Mereka tiba di sebuah rumah sederhana yang letaknya berada di kaki bukit. Rumah sederhana itu terlihat cukup rapi sebagai rumah desa. Walau tembok rumah itu hanya terbuat dari anyaman bambu, rumah itu terlihat nyaman dan rapi. Tidak ada kerusakan atau lubang-lubang besar seperti kebanyakan rumah di desa.

Redho seperti teringat masa muda dulu. Saat Redho membawa Seruni dan Hilman menginap di rumah sahabatnya, Fattah. Kini ia akan dipertemukan kembali dengan gadis kecil yang dulu telah dijodohkan dengan Hilman.

Mereka penasaran seperti apa wajah gadis itu sekarang. Apakah masih seperti dulu, atau sudah beranjak dewasa.

"Wah. Rumahnya unik dan bagus. Tidak seperti yang ada di sinetron-sinetron." Bahkan Raisya pun takjub dengan keberadaan rumah yang saat ini ada di hadapannya.

Terlihat seorang lelaki paruh baya menyunggingkan senyum dan menganggukkan kepala. Ia segera memberitahukan kehadiran mereka kepada pemilik rumah.

Redho dan keluarganya turun dari mobil, mereka disambut baik oleh beberapa warga dan seorang yang merupakan ketua RT setempat.

"Assalamualaikum ..." ucap Redho memberi salam.

"Waalaikumsalam Warahmatullahi Wabarakatuh ..." jawab mereka serentak.

Tidak lama kemudian, muncullah Pramono yang baru keluar dari rumah. Redho melihat seorang lelaki tua yang memakai baju koko dan sarung. Ia juga memakai peci berwarna hitam. Sementara Redho dan Hilman sama-sama memakai jas berwarna hitam. Itu terlihat kontras dengan warga sekitar yang memakai busana muslimnya.

"Maaf, ini dengan Bapak Pramono?" tanya Redho menyalami Pramono.

"Benar sekali. Pak Redho dan keluarga, mari masuk ke dalam. Maafkan rumahku yang sederhana ini." Pramono menyalami Redho dan yang lainnya. Ia juga mempersilahkan mereka masuk.

"Heemm ... Bapak jangan merendah begitu. Rumah ini cukup baik menurutku," puji Redho, lalu melangkahkan kakinya ke rumah Pramono.

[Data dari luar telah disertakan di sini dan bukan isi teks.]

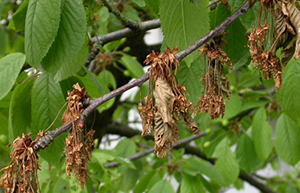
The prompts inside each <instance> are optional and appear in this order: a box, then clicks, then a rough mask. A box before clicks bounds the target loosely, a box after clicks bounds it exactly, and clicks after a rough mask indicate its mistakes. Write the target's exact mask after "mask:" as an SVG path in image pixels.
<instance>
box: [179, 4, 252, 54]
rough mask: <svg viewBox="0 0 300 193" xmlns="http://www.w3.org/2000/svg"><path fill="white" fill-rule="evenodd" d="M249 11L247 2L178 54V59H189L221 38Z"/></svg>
mask: <svg viewBox="0 0 300 193" xmlns="http://www.w3.org/2000/svg"><path fill="white" fill-rule="evenodd" d="M248 10H249V6H248V1H246V2H245V3H244V4H243V5H242V6H241V7H240V8H239V9H238V10H236V11H235V12H234V13H233V14H232V15H231V16H229V17H228V18H227V19H226V20H225V21H224V22H223V23H221V24H220V25H219V26H217V27H216V28H215V29H214V30H212V31H210V32H209V33H208V34H207V35H206V36H204V37H203V38H201V39H200V40H198V41H197V42H195V43H194V44H193V45H191V46H190V47H188V48H187V49H185V50H183V51H181V52H180V53H178V54H176V58H177V59H178V60H182V59H183V58H185V57H187V56H188V55H189V54H190V53H192V52H193V51H195V50H196V49H198V48H199V47H200V46H202V45H203V44H204V43H206V42H208V41H209V40H211V39H212V38H214V37H218V36H221V35H222V34H223V33H224V32H225V30H226V29H227V28H228V27H229V25H230V24H232V23H233V22H234V21H235V20H236V19H238V18H239V17H240V16H242V15H243V14H244V13H246V12H247V11H248Z"/></svg>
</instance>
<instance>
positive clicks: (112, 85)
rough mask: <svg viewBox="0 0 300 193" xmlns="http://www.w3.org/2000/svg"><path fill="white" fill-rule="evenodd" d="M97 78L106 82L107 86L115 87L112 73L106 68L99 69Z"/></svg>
mask: <svg viewBox="0 0 300 193" xmlns="http://www.w3.org/2000/svg"><path fill="white" fill-rule="evenodd" d="M98 79H100V80H101V81H102V82H103V83H106V86H107V87H112V88H113V89H116V88H117V82H116V79H115V77H114V75H113V74H112V73H111V72H110V71H108V70H103V71H101V72H100V74H99V75H98Z"/></svg>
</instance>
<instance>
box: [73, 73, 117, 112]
mask: <svg viewBox="0 0 300 193" xmlns="http://www.w3.org/2000/svg"><path fill="white" fill-rule="evenodd" d="M84 69H85V72H86V75H85V76H83V77H82V76H80V75H77V78H78V79H79V80H80V81H81V82H83V84H84V87H85V88H86V90H87V92H88V95H89V96H91V98H98V97H101V96H103V95H104V94H106V93H108V92H110V90H109V89H108V88H107V87H106V85H105V84H104V83H103V82H102V80H100V79H99V78H98V77H97V76H95V75H94V74H92V73H91V72H89V71H88V70H87V68H86V67H84ZM114 101H115V98H113V99H111V100H109V101H107V102H105V103H104V104H102V105H100V106H99V107H98V108H97V110H98V111H99V112H100V113H101V112H102V111H104V110H106V109H108V108H110V107H111V106H112V105H113V104H114Z"/></svg>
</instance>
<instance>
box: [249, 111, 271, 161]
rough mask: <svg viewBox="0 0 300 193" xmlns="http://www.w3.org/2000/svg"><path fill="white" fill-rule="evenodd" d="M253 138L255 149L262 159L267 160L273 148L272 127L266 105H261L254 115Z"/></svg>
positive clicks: (260, 157)
mask: <svg viewBox="0 0 300 193" xmlns="http://www.w3.org/2000/svg"><path fill="white" fill-rule="evenodd" d="M252 138H253V142H254V147H255V151H256V153H257V155H258V157H259V159H260V160H261V161H265V160H266V159H267V158H268V157H269V155H270V153H271V151H272V148H273V141H272V127H271V126H270V124H269V123H268V122H267V115H266V111H265V109H264V107H261V108H260V109H259V110H258V111H257V112H256V113H255V115H254V118H253V121H252Z"/></svg>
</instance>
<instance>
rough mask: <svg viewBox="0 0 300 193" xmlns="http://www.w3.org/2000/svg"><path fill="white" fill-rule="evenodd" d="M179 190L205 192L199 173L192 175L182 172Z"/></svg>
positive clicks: (192, 191) (196, 191)
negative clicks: (193, 175) (191, 175)
mask: <svg viewBox="0 0 300 193" xmlns="http://www.w3.org/2000/svg"><path fill="white" fill-rule="evenodd" d="M180 192H182V193H184V192H205V190H204V188H203V184H202V183H201V178H200V175H197V176H196V177H194V176H190V175H188V174H184V175H183V178H182V180H181V183H180Z"/></svg>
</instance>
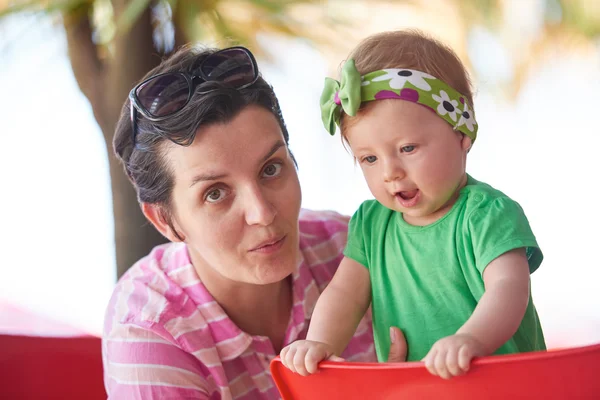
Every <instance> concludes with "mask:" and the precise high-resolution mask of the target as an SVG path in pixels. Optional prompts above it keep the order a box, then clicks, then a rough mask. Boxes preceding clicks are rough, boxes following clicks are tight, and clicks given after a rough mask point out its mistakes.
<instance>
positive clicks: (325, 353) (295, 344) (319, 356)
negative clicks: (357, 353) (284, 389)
mask: <svg viewBox="0 0 600 400" xmlns="http://www.w3.org/2000/svg"><path fill="white" fill-rule="evenodd" d="M280 358H281V362H282V363H283V365H285V366H286V367H287V368H289V369H290V370H291V371H293V372H296V373H298V374H300V375H302V376H308V375H310V374H314V373H315V372H317V364H319V362H321V361H323V360H326V359H331V360H335V361H343V359H342V358H340V357H336V356H335V354H334V353H333V350H332V349H331V347H330V346H329V345H327V344H325V343H321V342H314V341H312V340H298V341H295V342H294V343H292V344H290V345H289V346H287V347H285V348H284V349H283V350H281V355H280Z"/></svg>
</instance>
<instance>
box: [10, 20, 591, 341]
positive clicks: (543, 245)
mask: <svg viewBox="0 0 600 400" xmlns="http://www.w3.org/2000/svg"><path fill="white" fill-rule="evenodd" d="M0 37H1V38H2V41H1V42H0V87H1V88H2V93H3V94H2V96H0V139H1V142H0V143H1V145H0V178H1V182H2V187H3V189H2V196H0V206H1V209H2V210H3V211H4V215H3V221H2V222H3V229H2V230H1V233H0V247H1V249H2V254H3V256H2V260H1V261H0V299H4V300H9V301H11V302H14V303H15V304H18V305H22V306H24V307H27V308H30V309H32V310H34V311H36V312H40V313H43V314H46V315H48V316H51V317H53V318H56V319H59V320H63V321H65V322H68V323H69V324H72V325H75V326H78V327H81V328H83V329H86V330H89V331H91V332H100V330H101V324H102V319H103V313H104V308H105V306H106V303H107V301H108V297H109V296H110V293H111V291H112V287H113V285H114V280H115V265H114V246H113V242H112V241H113V237H112V229H113V227H112V216H111V212H112V211H111V201H110V193H109V182H108V166H107V161H106V153H105V151H106V150H105V147H104V143H103V141H102V138H101V133H100V131H99V128H98V127H97V125H96V123H95V121H94V118H93V116H92V113H91V109H90V106H89V104H88V103H87V100H86V99H85V98H84V97H83V95H82V94H81V93H80V91H79V90H78V88H77V85H76V83H75V81H74V78H73V76H72V73H71V70H70V66H69V62H68V59H67V56H66V46H65V42H64V35H63V32H62V31H61V29H60V28H59V27H54V26H52V25H50V22H49V21H47V20H43V19H41V20H38V21H32V20H31V19H21V18H19V19H16V18H12V19H8V20H5V21H4V22H2V24H1V25H0ZM269 45H270V46H272V47H271V48H272V49H273V50H272V53H273V54H274V55H278V54H284V53H285V54H287V56H286V58H281V57H276V58H275V60H274V62H273V63H272V64H266V63H262V70H263V74H264V76H265V77H266V78H267V80H269V81H270V82H271V83H272V84H273V85H274V87H275V90H276V92H277V93H278V95H279V96H280V102H281V106H282V109H283V114H284V116H285V117H286V121H287V124H288V128H289V131H290V133H291V148H292V150H293V151H294V153H295V155H296V158H297V159H298V163H299V165H300V171H299V173H300V179H301V183H302V188H303V195H304V200H303V201H304V203H303V206H304V207H307V208H315V209H334V210H337V211H340V212H343V213H346V214H352V212H353V211H354V210H355V209H356V207H357V206H358V205H359V204H360V203H361V202H362V201H363V200H364V199H366V198H370V197H371V196H370V194H369V192H368V189H367V188H366V185H365V184H364V181H363V178H362V176H361V174H360V171H359V169H358V168H355V167H354V166H353V164H352V160H351V158H350V156H349V155H348V154H347V153H346V152H345V150H344V149H343V148H342V146H341V143H340V140H339V137H338V136H336V137H334V138H331V137H329V135H328V134H327V133H326V132H325V131H324V129H323V128H322V125H321V122H320V115H319V108H318V98H319V96H320V91H321V87H322V86H321V85H322V82H323V78H324V76H325V75H326V74H327V67H326V64H325V61H324V60H323V59H322V58H321V57H320V56H319V54H318V53H317V52H316V51H315V50H313V49H311V48H309V47H308V46H306V45H305V44H302V43H301V42H300V41H285V42H284V41H281V40H272V41H270V42H269ZM498 48H499V47H498V45H497V44H496V43H495V42H494V41H493V39H492V38H490V37H489V35H486V34H485V33H484V32H478V33H477V32H476V34H475V35H474V36H473V41H472V44H471V47H470V52H471V57H472V59H473V63H474V66H475V68H476V71H477V72H479V74H478V77H480V80H478V79H477V78H476V82H475V84H476V87H477V91H476V98H475V102H476V103H475V104H476V111H477V117H478V121H479V124H480V126H481V128H480V135H479V138H478V141H477V143H476V145H475V147H474V149H473V151H472V152H471V154H470V160H469V168H468V169H469V172H470V174H471V175H473V176H474V177H475V178H476V179H479V180H483V181H485V182H488V183H490V184H492V185H493V186H495V187H497V188H499V189H501V190H503V191H504V192H505V193H507V194H508V195H509V196H511V197H513V198H514V199H516V200H517V201H519V202H520V203H521V205H522V206H523V208H524V209H525V211H526V213H527V215H528V217H529V220H530V223H531V225H532V226H533V229H534V232H535V233H536V235H537V237H538V240H539V243H540V245H541V247H542V250H543V251H544V254H545V261H544V263H543V264H542V267H541V268H540V269H539V270H538V271H537V272H536V273H535V274H533V276H532V282H533V295H534V300H535V303H536V306H537V308H538V311H539V314H540V318H541V320H542V323H543V325H544V329H545V332H546V336H547V341H548V343H549V345H550V346H566V345H577V344H587V343H593V342H600V296H599V295H598V293H599V289H600V286H599V285H600V284H599V282H600V272H599V271H600V268H599V267H600V261H599V259H598V256H597V255H596V253H595V250H594V248H595V246H597V245H598V239H599V238H600V235H599V234H598V227H599V226H600V214H599V213H598V211H597V208H596V206H597V201H598V198H599V196H598V194H599V191H598V187H597V185H598V174H599V173H600V161H599V160H600V157H599V153H598V149H599V148H600V131H599V129H598V123H597V115H598V100H597V98H596V96H597V94H598V93H600V60H599V59H598V56H596V58H592V57H587V58H584V57H582V56H569V55H567V54H564V55H561V56H560V58H556V59H554V60H552V62H551V63H548V64H547V65H545V66H544V67H542V68H540V69H538V70H537V71H535V73H534V74H533V76H532V77H531V79H530V80H529V81H528V82H527V83H526V84H525V86H524V87H523V90H522V92H521V93H520V95H519V96H518V98H517V99H516V101H515V102H514V103H507V102H503V101H501V100H499V99H498V98H497V97H496V96H495V95H494V94H493V93H492V92H491V88H492V87H493V84H492V83H495V82H494V77H498V76H506V74H510V71H507V70H506V62H504V61H503V57H504V56H505V55H503V54H502V52H501V51H500V52H498V51H497V50H498ZM259 62H260V61H259Z"/></svg>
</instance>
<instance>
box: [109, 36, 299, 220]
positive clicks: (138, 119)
mask: <svg viewBox="0 0 600 400" xmlns="http://www.w3.org/2000/svg"><path fill="white" fill-rule="evenodd" d="M218 50H219V49H214V48H199V47H192V46H184V47H182V48H181V49H179V50H178V51H177V52H176V53H174V54H173V55H172V56H171V57H169V58H167V59H166V60H164V61H163V62H162V63H161V64H160V65H159V66H157V67H156V68H154V69H152V70H151V71H150V72H148V73H147V74H146V76H145V77H144V78H143V79H142V80H144V79H147V78H148V77H151V76H153V75H157V74H162V73H166V72H188V73H192V72H193V68H194V66H197V65H199V63H201V62H202V60H203V59H204V58H206V57H207V56H209V55H211V54H213V53H215V52H216V51H218ZM199 88H202V91H201V92H200V91H199V90H198V89H199ZM206 89H211V90H210V91H208V92H206ZM249 105H258V106H261V107H264V108H265V109H267V110H269V111H271V112H272V113H273V114H274V115H275V117H276V118H277V120H278V121H279V125H280V127H281V130H282V132H283V137H284V140H285V143H286V145H288V141H289V135H288V132H287V129H286V127H285V123H284V121H283V117H282V116H281V111H280V109H279V103H278V101H277V97H276V96H275V93H274V92H273V88H272V87H271V86H270V85H269V84H268V83H267V82H266V81H265V80H264V79H263V78H262V76H259V77H258V80H257V81H256V82H255V83H253V84H252V85H250V86H249V87H247V88H244V89H235V88H232V87H230V86H228V85H226V84H222V83H220V82H205V83H202V84H200V85H198V86H197V87H196V91H195V93H194V94H193V95H192V98H191V100H190V102H189V103H188V104H187V105H186V106H185V109H184V112H181V113H178V114H176V115H174V116H173V117H172V118H168V119H166V120H165V121H161V122H151V121H149V120H147V119H146V118H144V117H143V116H142V115H141V114H140V113H138V119H137V133H136V136H135V143H134V142H133V134H132V133H133V132H132V129H133V128H132V126H131V120H130V102H129V99H127V101H125V104H124V105H123V108H122V110H121V116H120V117H119V121H118V122H117V126H116V130H115V135H114V138H113V149H114V152H115V155H116V156H117V158H118V159H119V160H120V161H121V162H122V163H123V166H124V168H125V173H126V174H127V176H128V177H129V180H130V181H131V183H132V184H133V186H134V188H135V190H136V192H137V197H138V201H140V202H144V203H152V204H158V205H160V206H161V210H162V211H163V217H164V218H165V220H166V221H167V222H168V223H169V225H171V228H173V226H172V224H171V217H170V209H171V207H170V205H171V192H172V189H173V185H174V182H173V176H172V173H171V171H170V170H169V168H168V165H167V162H166V158H165V144H168V143H175V144H177V145H181V146H189V145H190V144H191V143H192V142H193V141H194V137H195V136H196V132H197V131H198V129H199V128H200V127H201V126H205V125H209V124H214V123H226V122H229V121H231V120H232V119H233V118H235V116H236V115H237V114H238V113H239V112H240V111H242V110H243V109H244V108H246V107H247V106H249ZM167 136H168V137H167ZM173 231H175V230H174V229H173Z"/></svg>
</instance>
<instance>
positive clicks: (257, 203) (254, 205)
mask: <svg viewBox="0 0 600 400" xmlns="http://www.w3.org/2000/svg"><path fill="white" fill-rule="evenodd" d="M244 201H245V202H246V207H245V210H246V223H247V224H248V225H262V226H268V225H271V224H272V223H273V220H274V219H275V215H277V209H276V208H275V207H274V206H273V204H272V202H271V201H270V200H269V198H268V197H267V196H266V195H265V193H264V192H263V191H262V190H261V189H260V188H253V189H251V190H250V191H248V194H247V196H246V198H245V199H244Z"/></svg>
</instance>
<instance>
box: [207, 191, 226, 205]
mask: <svg viewBox="0 0 600 400" xmlns="http://www.w3.org/2000/svg"><path fill="white" fill-rule="evenodd" d="M226 194H227V193H225V191H224V190H223V189H211V190H210V191H208V193H206V201H208V202H209V203H217V202H219V201H221V200H223V198H224V197H225V195H226Z"/></svg>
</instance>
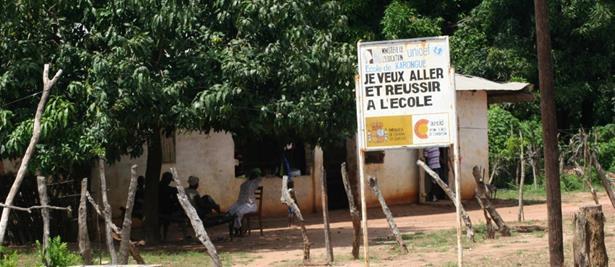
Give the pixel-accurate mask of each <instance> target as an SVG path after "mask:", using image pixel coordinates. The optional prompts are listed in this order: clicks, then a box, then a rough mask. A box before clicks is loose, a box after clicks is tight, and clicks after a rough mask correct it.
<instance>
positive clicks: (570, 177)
mask: <svg viewBox="0 0 615 267" xmlns="http://www.w3.org/2000/svg"><path fill="white" fill-rule="evenodd" d="M560 186H561V188H562V191H565V192H572V191H579V190H581V189H583V180H582V178H580V177H577V176H576V175H572V174H566V173H563V174H561V176H560Z"/></svg>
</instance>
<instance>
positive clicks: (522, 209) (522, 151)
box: [517, 131, 525, 222]
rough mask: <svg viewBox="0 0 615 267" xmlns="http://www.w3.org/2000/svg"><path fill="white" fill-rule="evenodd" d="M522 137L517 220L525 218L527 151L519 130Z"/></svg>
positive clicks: (521, 133)
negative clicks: (525, 150) (526, 160)
mask: <svg viewBox="0 0 615 267" xmlns="http://www.w3.org/2000/svg"><path fill="white" fill-rule="evenodd" d="M519 136H520V137H521V153H520V154H519V160H520V161H521V173H520V174H519V175H520V177H519V213H518V214H517V221H519V222H522V221H524V220H525V216H524V214H523V185H524V184H525V153H524V149H523V148H524V145H523V133H522V132H521V131H519Z"/></svg>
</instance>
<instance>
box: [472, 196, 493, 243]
mask: <svg viewBox="0 0 615 267" xmlns="http://www.w3.org/2000/svg"><path fill="white" fill-rule="evenodd" d="M474 191H475V193H476V194H474V198H476V201H477V202H478V205H479V206H480V208H481V209H482V210H483V216H485V228H486V230H487V238H488V239H494V238H495V228H494V227H493V223H492V220H491V217H489V212H487V209H486V208H485V205H484V204H483V201H482V200H480V197H478V192H477V191H476V190H474Z"/></svg>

Redho juga menyalami tiga orang lelaki. Satu seorang ketua RT, dan dua lainnya merupakan tetangga terdekat. Pramono hanya mengundang dua tetangga terdekat, karena hanya mereka yang rumahnya tidak terlalu jauh. Rumah Pramono letaknya jauh dari rumah warga lainnya. Kebanyakan warga lainnya juga sibuk bekerja di ladang atau kebun, sehingga tidak banyak yang bisa datang.

"Kamu Laila?" tanya Redho yang melihat perempuan muda yang terlihat cantik memakai hijab.

Sementara Laila mengangguk. Laila dulunya pernah bertemu dengan keluarga itu. Hanya Raisya yang tidak karena dia ada di rumah kakek dan neneknya waktu itu. Laila bahkan tidak ingat bahwa Redho dan keluarga pernah bertemu dengannya. Waktu itu Laila masih terlalu belia. Anak diusia lima tahun waktu itu, tidak bisa diingat oleh Laila.